Yascha Mounk: „Ich verstehe den Patriotismus als halbwildes Tier“
Unsere Gesellschaft wird ethnisch und kulturell immer vielfältiger. Doch Linke wie Rechte sehen die Situation pessimistisch. Der Politikwissenschaftler Yascha Mounk über fehlende historische Vorbilder der diversen Demokratie und die Gefahren einer verhärteten Identitätspolitik.
Herr Mounk, der Titel Ihres neuen Buches lautet Das große Experiment. Dieser Begriff hat in rechten Kreisen, wie Sie im Buch berichten, für große Empörung gesorgt. Warum?
2018 habe ich in den Tagesthemen ein Interview zu meinem letzten Buch Der Zerfall der Demokratie gegeben. Ich wurde gefragt: Was sind die Gründe für das Erstarken des Populismus? Meine Antwort war, das habe mit der Stagnation des Lebensstandards vieler Menschen zu tun, mit dem Internet und den sozialen Medien. Es habe aber auch damit zu tun, dass wir gerade das „große Experiment“ wagen, eine relativ monoethnische Gesellschaft in eine multiethnische zu verwandeln. Den Begriff habe ich spontan verwendet. „Experiment“ hat zwei Bedeutungen: Man kann dabei an einen wissenschaftlichen Versuch denken, bei dem man planvoll ein bestimmtes Ziel verfolgt. Das ist die Angst der Rechten: Die Eliten haben sich gegen das Volk verschworen und wollen es austauschen. Die normalen Bürger sind quasi die Versuchskaninchen. Gemeint war etwas ganz anderes: Man befindet sich in einer neuartigen Situation und schaut: Wie kriegen wir das irgendwie zusammen hin? In diesem Sinne sprachen auch die Gründer der Vereinigten Staaten von „großen Experiment“, als sie Ende des 18. Jahrhunderts versuchten, eine stabile, sich selbstregierende Republik aufzubauen.

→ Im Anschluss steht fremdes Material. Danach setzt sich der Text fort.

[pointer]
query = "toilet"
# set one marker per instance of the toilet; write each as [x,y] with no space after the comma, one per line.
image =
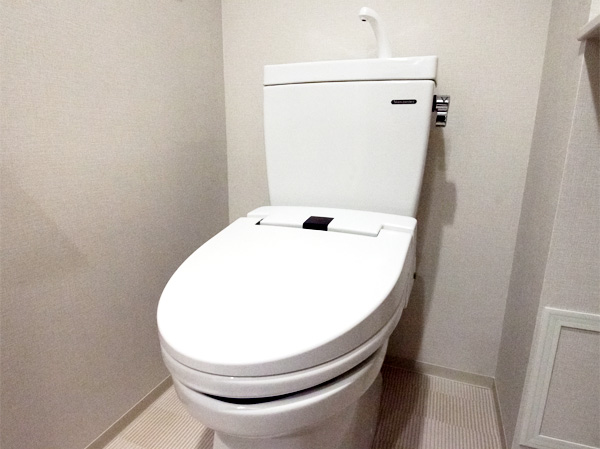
[275,330]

Gibt es denn in der Geschichte keine Vorbilder für ethnisch diverse Demokratien?
Historisch findet man viele diverse Gesellschaften, die zutiefst ungerecht waren oder auf grausame Weise zerfielen. Gesellschaften, in denen die Zugehörigkeit zu einer bestimmten Gruppe wichtiger bleibt als die gemeinsame Staatsbürgerschaft. Gesellschaften, in der eine Gruppe dominiert und andere Gruppen auf extreme Weise unterdrückt. So war es etwa in den ersten hundert Jahren der amerikanischen Demokratie. Viele der Demokratien, die wir sehr bewundern – vom antiken Athen über die römische Republik bis zu den mittelalterlichen Stadtstaaten in Italien – waren stolz auf ihre angebliche Reinheit und erlaubten nur einer bestimmten Gruppe, volle Bürger zu sein. Anderseits sind viele Beispiele für relativ gelungene diverse Gesellschaften – von Bagdad im 9. Jahrhundert bis Wien im 19. Jahrhundert – gerade keine Demokratien, sondern Monarchien.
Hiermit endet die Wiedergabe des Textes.